Focus on the daily experience

This week, Major, Lindsey & Africa (MLA) released a survey, as reported by, that reveals the latest thinking from Big Law associates about attrition and retention. While the headline and statistics are attention grabbers, there aren’t really any surprises. BUT, there is a particular nugget that gets my brain going

“1 in 4 associates plan to leave within the year.”– The 2023 NALP Foundation Attrition Report found that 2022’s attrition rate was 20% and 2021 was 26%. While MLA’s study is showing an increase, 25% is within the range. Not a surprise.

“Nine in 10 associates would be more likely to stay if their firm made a conscious effort to retain them.” – Wouldn’t we all be more willing to stay in any situation if there was an effort to make it better? Not a surprise.

“Fewer than 10% of firms are asking associates what they want.” – MLA is talking about firms conducting “stay interviews” and implies that firms don’t have a handle on what associates want. I don’t agree. Stay interviews aren’t the only way to communicate with associates about their engagement level, and firms ascertain this information from activities such as the performance review process, engagement surveys and exit interviews.
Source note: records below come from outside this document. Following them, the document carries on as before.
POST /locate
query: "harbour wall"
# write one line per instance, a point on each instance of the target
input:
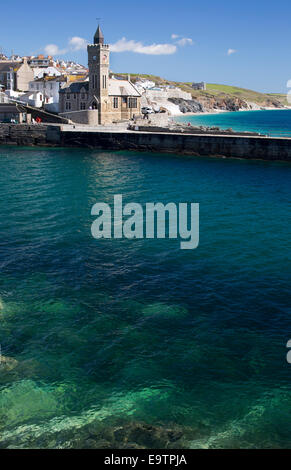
(248, 147)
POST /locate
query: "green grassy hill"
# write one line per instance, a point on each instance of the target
(216, 93)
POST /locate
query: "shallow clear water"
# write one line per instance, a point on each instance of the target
(274, 123)
(120, 332)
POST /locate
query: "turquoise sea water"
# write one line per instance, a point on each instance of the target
(138, 343)
(274, 123)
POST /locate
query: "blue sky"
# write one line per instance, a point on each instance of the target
(242, 43)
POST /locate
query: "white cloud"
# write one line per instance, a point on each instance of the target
(53, 49)
(123, 45)
(185, 42)
(77, 44)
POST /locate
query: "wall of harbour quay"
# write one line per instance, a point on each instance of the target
(228, 146)
(264, 148)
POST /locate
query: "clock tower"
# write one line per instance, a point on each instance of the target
(98, 62)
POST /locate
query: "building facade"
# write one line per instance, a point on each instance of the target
(112, 99)
(15, 75)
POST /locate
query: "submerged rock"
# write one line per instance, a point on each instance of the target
(7, 363)
(160, 310)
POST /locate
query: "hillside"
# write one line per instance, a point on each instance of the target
(221, 96)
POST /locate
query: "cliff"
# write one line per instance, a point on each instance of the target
(217, 97)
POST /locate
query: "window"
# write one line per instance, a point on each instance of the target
(94, 77)
(132, 103)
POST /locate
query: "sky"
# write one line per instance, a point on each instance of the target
(239, 43)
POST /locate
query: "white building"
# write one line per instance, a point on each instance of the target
(51, 71)
(49, 88)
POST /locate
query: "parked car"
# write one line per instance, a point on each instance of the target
(147, 110)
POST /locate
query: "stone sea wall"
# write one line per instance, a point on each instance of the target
(249, 147)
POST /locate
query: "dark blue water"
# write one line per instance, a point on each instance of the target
(117, 333)
(275, 123)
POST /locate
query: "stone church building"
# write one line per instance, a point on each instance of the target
(99, 100)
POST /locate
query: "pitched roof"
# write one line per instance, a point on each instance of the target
(122, 88)
(6, 66)
(75, 87)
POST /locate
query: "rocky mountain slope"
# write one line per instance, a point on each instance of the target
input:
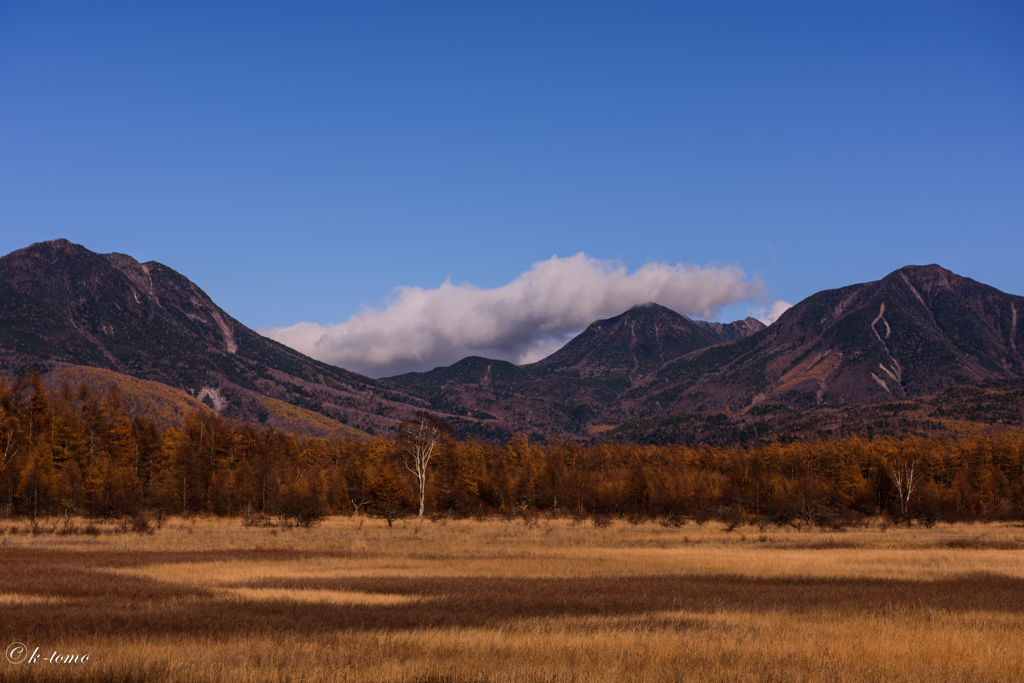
(916, 333)
(61, 304)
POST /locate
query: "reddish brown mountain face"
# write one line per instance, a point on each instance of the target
(914, 333)
(62, 304)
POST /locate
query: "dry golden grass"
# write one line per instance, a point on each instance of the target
(209, 599)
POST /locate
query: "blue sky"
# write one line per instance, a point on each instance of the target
(299, 162)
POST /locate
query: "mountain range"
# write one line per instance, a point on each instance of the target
(916, 333)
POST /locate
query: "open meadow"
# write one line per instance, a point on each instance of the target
(548, 599)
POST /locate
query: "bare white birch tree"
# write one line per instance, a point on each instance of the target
(903, 475)
(421, 439)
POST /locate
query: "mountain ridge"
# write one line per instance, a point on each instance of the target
(916, 332)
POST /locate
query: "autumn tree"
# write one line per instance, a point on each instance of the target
(421, 439)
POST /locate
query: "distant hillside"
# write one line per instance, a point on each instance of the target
(61, 303)
(912, 335)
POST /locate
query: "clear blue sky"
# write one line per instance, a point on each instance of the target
(300, 160)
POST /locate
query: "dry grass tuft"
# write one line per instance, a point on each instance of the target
(351, 600)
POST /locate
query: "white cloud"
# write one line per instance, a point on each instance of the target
(521, 322)
(769, 314)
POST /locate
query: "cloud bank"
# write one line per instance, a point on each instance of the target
(521, 322)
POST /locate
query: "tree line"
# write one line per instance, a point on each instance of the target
(77, 452)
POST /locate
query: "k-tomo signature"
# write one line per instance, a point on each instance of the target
(18, 653)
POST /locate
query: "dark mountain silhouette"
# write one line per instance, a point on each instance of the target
(916, 333)
(61, 304)
(724, 332)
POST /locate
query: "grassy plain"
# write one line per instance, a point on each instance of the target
(556, 600)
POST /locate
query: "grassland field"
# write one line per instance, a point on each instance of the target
(556, 599)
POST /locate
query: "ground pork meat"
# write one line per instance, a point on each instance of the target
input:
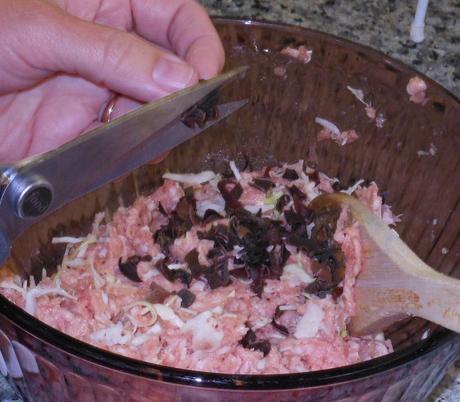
(225, 275)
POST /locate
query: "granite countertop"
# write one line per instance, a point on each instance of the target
(383, 25)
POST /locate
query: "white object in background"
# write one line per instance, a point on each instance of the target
(417, 28)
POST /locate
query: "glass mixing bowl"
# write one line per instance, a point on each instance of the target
(285, 96)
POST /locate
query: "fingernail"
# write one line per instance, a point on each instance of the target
(172, 74)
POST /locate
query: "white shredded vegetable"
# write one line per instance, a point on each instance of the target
(167, 314)
(295, 273)
(328, 126)
(217, 204)
(112, 335)
(33, 294)
(235, 170)
(146, 308)
(67, 239)
(191, 178)
(310, 323)
(350, 190)
(204, 334)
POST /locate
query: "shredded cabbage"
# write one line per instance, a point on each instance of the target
(191, 178)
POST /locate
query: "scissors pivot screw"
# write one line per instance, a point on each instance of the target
(34, 197)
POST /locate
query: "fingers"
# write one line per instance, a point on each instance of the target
(120, 61)
(183, 26)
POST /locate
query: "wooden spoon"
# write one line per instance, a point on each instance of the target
(394, 283)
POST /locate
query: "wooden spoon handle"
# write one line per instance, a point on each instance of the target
(401, 279)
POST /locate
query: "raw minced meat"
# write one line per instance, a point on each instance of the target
(230, 275)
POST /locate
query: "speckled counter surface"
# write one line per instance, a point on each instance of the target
(383, 25)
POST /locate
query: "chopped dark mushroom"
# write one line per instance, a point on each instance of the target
(281, 328)
(282, 202)
(210, 216)
(174, 274)
(187, 298)
(193, 264)
(129, 267)
(290, 174)
(314, 176)
(231, 192)
(157, 294)
(262, 184)
(250, 341)
(218, 275)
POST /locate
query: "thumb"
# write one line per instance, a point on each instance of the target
(118, 60)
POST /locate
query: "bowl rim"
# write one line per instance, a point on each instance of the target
(81, 350)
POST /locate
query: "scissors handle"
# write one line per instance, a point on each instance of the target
(39, 185)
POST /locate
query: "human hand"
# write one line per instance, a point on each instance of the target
(61, 61)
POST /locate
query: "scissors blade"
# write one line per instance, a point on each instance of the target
(166, 139)
(72, 183)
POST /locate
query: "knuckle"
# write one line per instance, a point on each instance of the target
(117, 49)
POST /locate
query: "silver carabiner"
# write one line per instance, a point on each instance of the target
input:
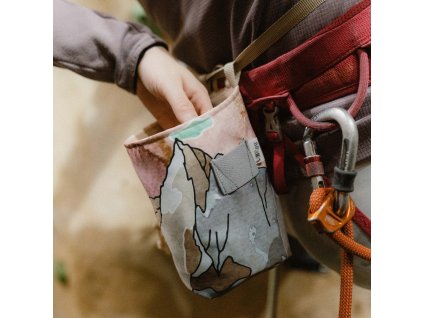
(344, 174)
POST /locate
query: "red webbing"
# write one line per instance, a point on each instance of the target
(310, 59)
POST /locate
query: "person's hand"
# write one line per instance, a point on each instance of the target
(165, 80)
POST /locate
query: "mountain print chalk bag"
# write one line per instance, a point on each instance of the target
(217, 210)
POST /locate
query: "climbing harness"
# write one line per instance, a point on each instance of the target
(331, 208)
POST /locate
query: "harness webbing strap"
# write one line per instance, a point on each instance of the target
(312, 58)
(256, 48)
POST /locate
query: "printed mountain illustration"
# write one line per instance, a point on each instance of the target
(218, 216)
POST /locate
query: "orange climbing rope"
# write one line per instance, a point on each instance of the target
(345, 239)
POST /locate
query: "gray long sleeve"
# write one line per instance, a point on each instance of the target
(98, 46)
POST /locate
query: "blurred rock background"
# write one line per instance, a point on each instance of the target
(106, 263)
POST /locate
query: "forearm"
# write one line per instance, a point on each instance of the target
(97, 46)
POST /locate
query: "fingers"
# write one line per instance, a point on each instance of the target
(188, 99)
(182, 107)
(198, 95)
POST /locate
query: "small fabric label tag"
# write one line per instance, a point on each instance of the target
(256, 152)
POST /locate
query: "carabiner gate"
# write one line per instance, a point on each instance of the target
(338, 210)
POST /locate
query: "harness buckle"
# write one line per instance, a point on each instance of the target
(272, 123)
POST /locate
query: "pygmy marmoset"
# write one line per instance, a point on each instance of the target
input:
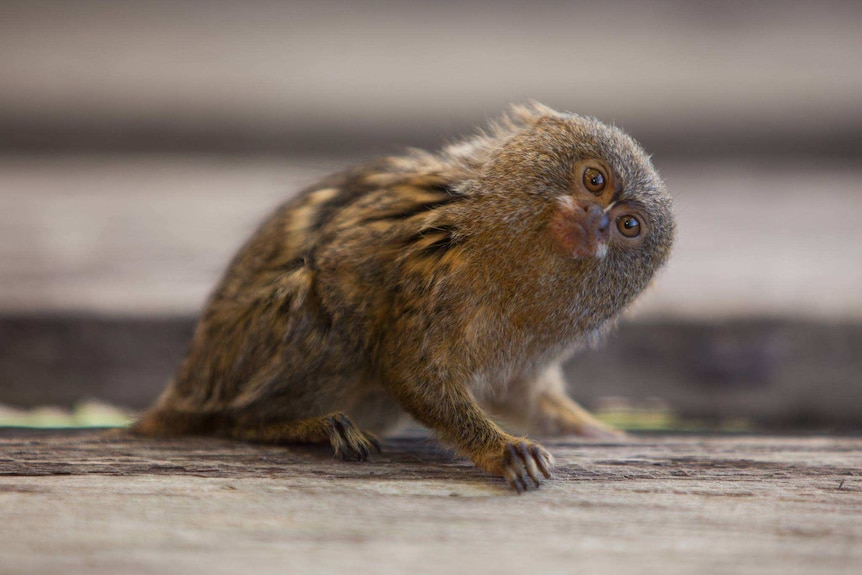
(447, 286)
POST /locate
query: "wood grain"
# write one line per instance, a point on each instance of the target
(95, 502)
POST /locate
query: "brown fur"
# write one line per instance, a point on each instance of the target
(431, 284)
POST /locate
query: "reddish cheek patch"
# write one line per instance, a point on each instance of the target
(569, 229)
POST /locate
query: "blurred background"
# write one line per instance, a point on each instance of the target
(141, 142)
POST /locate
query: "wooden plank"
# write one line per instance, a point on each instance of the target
(105, 503)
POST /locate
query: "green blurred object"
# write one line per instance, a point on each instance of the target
(84, 414)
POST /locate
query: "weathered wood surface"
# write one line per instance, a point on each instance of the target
(89, 502)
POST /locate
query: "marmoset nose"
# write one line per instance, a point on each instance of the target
(597, 219)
What gets me thinking is “if their firm made a conscious effort to retain them.” The article goes on to say, “three out of five associates felt their firms weren’t actively trying to retain them.” As a reader, and maybe a leader who focuses in this area, what do you do with that perception? What actions can you take to improve THAT? And whose responsibility is it to ameliorate that sentiment?

Here’s the thing. I don’t think it’s a systemic, organizational fix. While everyone will always say money is a priority, increased compensation won’t solve for this. Improving wellness initiatives won’t solve for this. Adding stay interviews into the mix won’t solve for this. 

Where to focus instead is on the daily experience. Focus on creating an environment where your people are excited to get up and “go” to work every day. They feel like they are a part of something they are proud of and can make a difference. They do work that fires them up and have opportunities to grow. They feel like they can bring their full selves to work and are comfortable expressing their ideas. They feel appreciated, seen and understood. The firm cares about them as human beings and less about how much money the firm can make from their efforts. And, by the way, this isn’t exclusive to just associates. It also applies to partners and business professionals.

With “improving the daily experience” as your goal, they look at how you can improve or adjust. Look at how your people are being led or managed. Explore how teaming is (or isn’t) occurring. Examine an individual’s ability to be involved in decision making. Train on how to run a meeting so all perspectives are heard.

There are so many little things that add up to create an experience. The list could go on and on. (Review all my posts explaining Joychiever’s Hierarchy of Engagement for inspiration.)

The other thing you will realize when you engage in this exercise? It’s everyone’s responsibility. We all have a hand in creating the daily experience, even the associate.